We also know that Berkshire recently acquired a stake in U.K.-based retailer Tesco PLC. These public investments coincide with Berkshire's proposed acquisition of Israel-based Iscar Metalworking Companies for $4 billion. Taken together, we estimate that Berkshire has added almost $6 billion of "nondollar" assets to its holdings over the past few months.

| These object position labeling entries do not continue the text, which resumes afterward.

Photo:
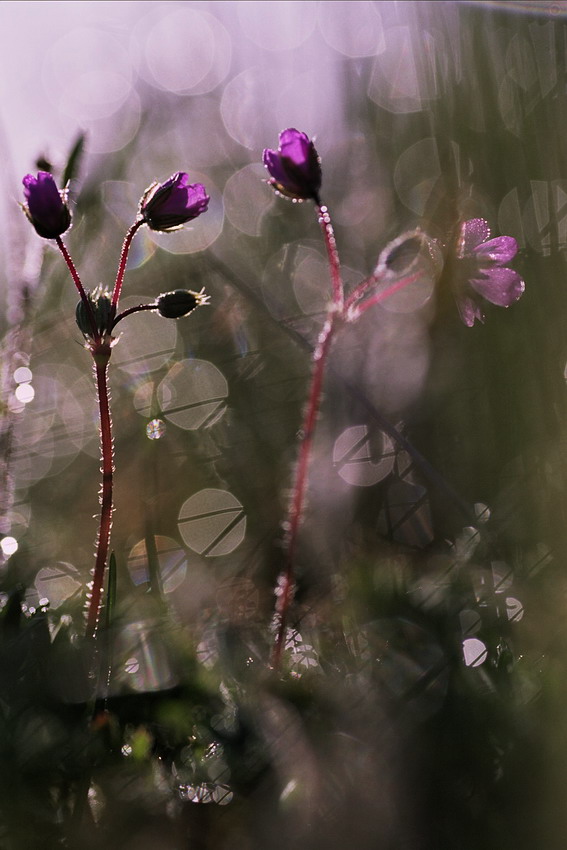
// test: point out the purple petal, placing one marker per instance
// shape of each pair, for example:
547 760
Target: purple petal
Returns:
295 146
499 251
473 233
500 286
469 311
273 163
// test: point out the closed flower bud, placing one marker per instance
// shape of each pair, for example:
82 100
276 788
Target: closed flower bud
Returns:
46 207
181 302
295 168
101 303
167 206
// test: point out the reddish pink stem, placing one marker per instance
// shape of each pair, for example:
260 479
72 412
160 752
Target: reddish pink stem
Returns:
300 484
101 357
363 287
122 264
80 287
332 254
384 293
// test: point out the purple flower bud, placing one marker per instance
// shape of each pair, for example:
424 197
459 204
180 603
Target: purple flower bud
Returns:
101 305
167 206
181 302
481 271
46 206
295 167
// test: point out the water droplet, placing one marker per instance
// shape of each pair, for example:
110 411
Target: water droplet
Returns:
155 429
474 652
482 512
22 375
9 545
25 393
132 665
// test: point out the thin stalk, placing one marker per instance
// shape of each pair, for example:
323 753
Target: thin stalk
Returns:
357 309
301 477
131 310
363 287
332 254
106 449
122 264
80 287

We aren't surprised by this, given Buffett's continued belief that large U.S. trade deficits will eventually cause the dollar to weaken.

In addition to these new investments, Berkshire increased its stake in Wells Fargo WFC, buying a hefty 7.5 million more shares over the first three months of the year. We estimate that Berkshire's average purchase price for the additional Wells Fargo shares was about $61 per share. Berkshire also modestly increased its stakes in American Standard Companies ASD and Comdisco Holdings CDCO.

Eliminations and Reductions
While Buffett typically employs a buy-and-hold approach, Berkshire does occasionally sell or reduce the size of certain positions. For example, Berkshire recently liquidated its position in Mueller Industries MLI for what we suspect was a tidy profit, given that Mueller's share price increased by about 30% over the first three months of the year.

Moreover, we note that Berkshire began to divest its stake in Ameriprise Financial AMP, which it had acquired when longtime holding American Express AXP spun off the unit in September. We had suspected that Berkshire would start selling its Ameriprise stake, as the unit's middling results had long been a drag on American Express' overall returns. To date, Berkshire has sold only about $6.4 million Ameriprise shares--about 0.50% of its position--but we think that the investment conglomerate may continue to trim its Ameriprise stake over time.

Berkshire also reduced its stake in H&R Block HRB, Home Depot HD, Iron Mountain IRM, Lexmark LXK, Sealed Air SEE, and ServiceMaster SVM. At this point, none of these sales appears to be significant.